Parallel tensor evaluation — tensor_eval now dispatches across threads when the total work reaches a tunable threshold (500 by default). “Total work” is the element count for scalar evaluation, and the element count times the number of query points for the batch (array-of-times) overload. Set the threshold with masspcf.system.set_parallel_eval_threshold(n) and read it back with masspcf.system.get_parallel_eval_threshold(). On multi-core CPUs this gives a several-fold speedup on large tensors.

Runtime CPU check#

masspcf now verifies at import time that the CPU supports the instruction set the wheel was built against, and raises a clear ImportError with rebuild instructions if it does not — instead of letting the extension crash with an illegal-instruction signal. Set MPCF_SKIP_CPU_CHECK to any value other than 0 to bypass the check.

Building from source#

If the distribution wheel does not run on your CPU — or you simply want a build tuned to your exact hardware — install from source:

pip install --no-binary=masspcf masspcf

Source builds default to -march=native on Linux and macOS, and to a CPUID-probed /arch: flag on MSVC, so the resulting extension targets whatever features your CPU actually has (including AVX-512 where available). The baseline can also be pinned explicitly at configure time with -DMPCF_X86_64_LEVEL=v1|v2|v3|v4|native.

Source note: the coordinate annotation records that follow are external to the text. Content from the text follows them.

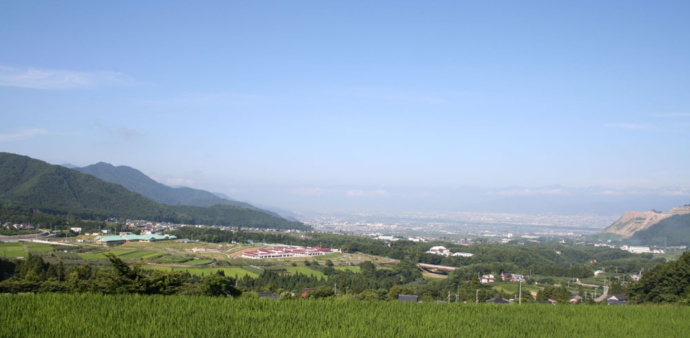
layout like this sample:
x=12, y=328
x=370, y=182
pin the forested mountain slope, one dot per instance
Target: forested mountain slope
x=29, y=186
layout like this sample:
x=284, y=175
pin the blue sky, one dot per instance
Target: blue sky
x=278, y=98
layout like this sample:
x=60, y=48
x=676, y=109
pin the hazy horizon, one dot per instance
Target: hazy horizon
x=358, y=105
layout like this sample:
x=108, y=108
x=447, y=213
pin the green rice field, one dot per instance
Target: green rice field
x=305, y=271
x=93, y=315
x=14, y=250
x=229, y=272
x=123, y=254
x=354, y=269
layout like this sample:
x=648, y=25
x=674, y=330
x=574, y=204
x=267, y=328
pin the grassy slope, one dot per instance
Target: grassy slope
x=52, y=315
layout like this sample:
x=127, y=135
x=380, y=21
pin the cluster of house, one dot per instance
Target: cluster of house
x=287, y=252
x=124, y=238
x=640, y=249
x=512, y=277
x=10, y=226
x=442, y=251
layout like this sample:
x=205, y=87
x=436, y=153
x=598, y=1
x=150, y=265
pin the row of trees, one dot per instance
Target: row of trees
x=35, y=275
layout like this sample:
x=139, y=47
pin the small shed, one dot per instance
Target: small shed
x=269, y=295
x=498, y=300
x=407, y=298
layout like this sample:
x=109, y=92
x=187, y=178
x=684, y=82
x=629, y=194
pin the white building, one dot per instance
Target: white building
x=439, y=250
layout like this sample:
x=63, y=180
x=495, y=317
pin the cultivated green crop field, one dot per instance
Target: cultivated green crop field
x=354, y=269
x=305, y=271
x=14, y=250
x=123, y=254
x=92, y=315
x=229, y=272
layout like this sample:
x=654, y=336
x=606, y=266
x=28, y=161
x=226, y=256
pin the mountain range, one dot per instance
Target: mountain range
x=653, y=227
x=29, y=186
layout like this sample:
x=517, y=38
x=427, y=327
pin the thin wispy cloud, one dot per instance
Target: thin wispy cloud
x=23, y=134
x=367, y=193
x=207, y=99
x=630, y=126
x=51, y=79
x=528, y=192
x=122, y=132
x=674, y=115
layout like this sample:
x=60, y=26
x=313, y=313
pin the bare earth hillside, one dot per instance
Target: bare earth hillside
x=634, y=221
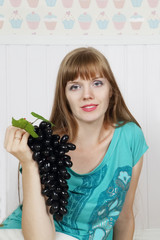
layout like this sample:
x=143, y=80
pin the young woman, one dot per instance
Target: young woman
x=89, y=107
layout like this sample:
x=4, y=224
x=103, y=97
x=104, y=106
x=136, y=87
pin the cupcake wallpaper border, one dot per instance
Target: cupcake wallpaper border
x=80, y=18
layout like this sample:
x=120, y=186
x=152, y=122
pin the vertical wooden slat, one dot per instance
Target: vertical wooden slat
x=3, y=118
x=36, y=81
x=16, y=107
x=135, y=95
x=153, y=133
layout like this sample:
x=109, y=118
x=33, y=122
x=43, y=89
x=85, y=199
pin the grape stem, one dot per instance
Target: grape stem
x=34, y=121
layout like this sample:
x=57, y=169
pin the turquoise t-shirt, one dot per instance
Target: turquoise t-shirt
x=96, y=198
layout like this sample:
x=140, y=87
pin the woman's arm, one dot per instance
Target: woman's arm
x=37, y=223
x=125, y=225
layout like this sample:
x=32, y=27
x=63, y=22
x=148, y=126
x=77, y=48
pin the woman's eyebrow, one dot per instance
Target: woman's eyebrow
x=71, y=82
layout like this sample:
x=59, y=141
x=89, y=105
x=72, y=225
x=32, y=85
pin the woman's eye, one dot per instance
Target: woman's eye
x=74, y=87
x=98, y=83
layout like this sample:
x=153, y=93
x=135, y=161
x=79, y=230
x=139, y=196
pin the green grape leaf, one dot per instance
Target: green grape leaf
x=24, y=124
x=42, y=118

The plain-cmake developer build (without SKBUILD) still defaults to v3.

Indexing#

Tensor indexing is now much closer to NumPy. These changes apply to every tensor type, since they share one indexing implementation.

Negative indices and slice bounds — t[-1], t[-1, -1], t[-3:-1], t[:, -2:], and negative bounds with a negative step now resolve against the axis size like NumPy (previously they crashed, returned garbage, or gave the wrong shape). An out-of-range integer index raises IndexError, and t[::0] raises ValueError.
Ellipsis and newaxis — t[...], t[..., 0], t[None], and t[:, None] / t[:, np.newaxis] are now supported.
More index objects — Python lists (t[[0, 2]]), NumPy integer scalars (t[np.int64(1)]), scalar booleans (t[True] / t[False]), multi-dimensional integer index arrays, the empty tuple t[()], and partial integer tuples (fewer indices than the rank) all behave as in NumPy. A multi-dimensional integer index array adopts its own shape into the result (e.g. a (4, 6) tensor indexed by a (2, 2) array yields (2, 2, 6)). Invalid indices (e.g. floats) now raise IndexError.
0-d tensors — iterating over or calling len() on a 0-d tensor now raises TypeError, matching NumPy.
Leading-axes boolean masks — a boolean mask matching the leading axes of a tensor (e.g. a row mask t[mask]) selects along those axes instead of raising.
Assignment — assigning a scalar into a slice (t[1:3] = 5.0), assigning into a single row of an N-D tensor (t[1] = row), and assigning a cross-dtype tensor (int → float) now work.
DistanceMatrix / SymmetricMatrix — negative (i, j) indices are resolved, and out-of-range access raises IndexError.
Memory safety — out-of-shape values in multi-axis (outer / np.ix_-style) assignment now raise instead of writing out of bounds, and out-of-bounds selectors in a multi-axis read now raise IndexError.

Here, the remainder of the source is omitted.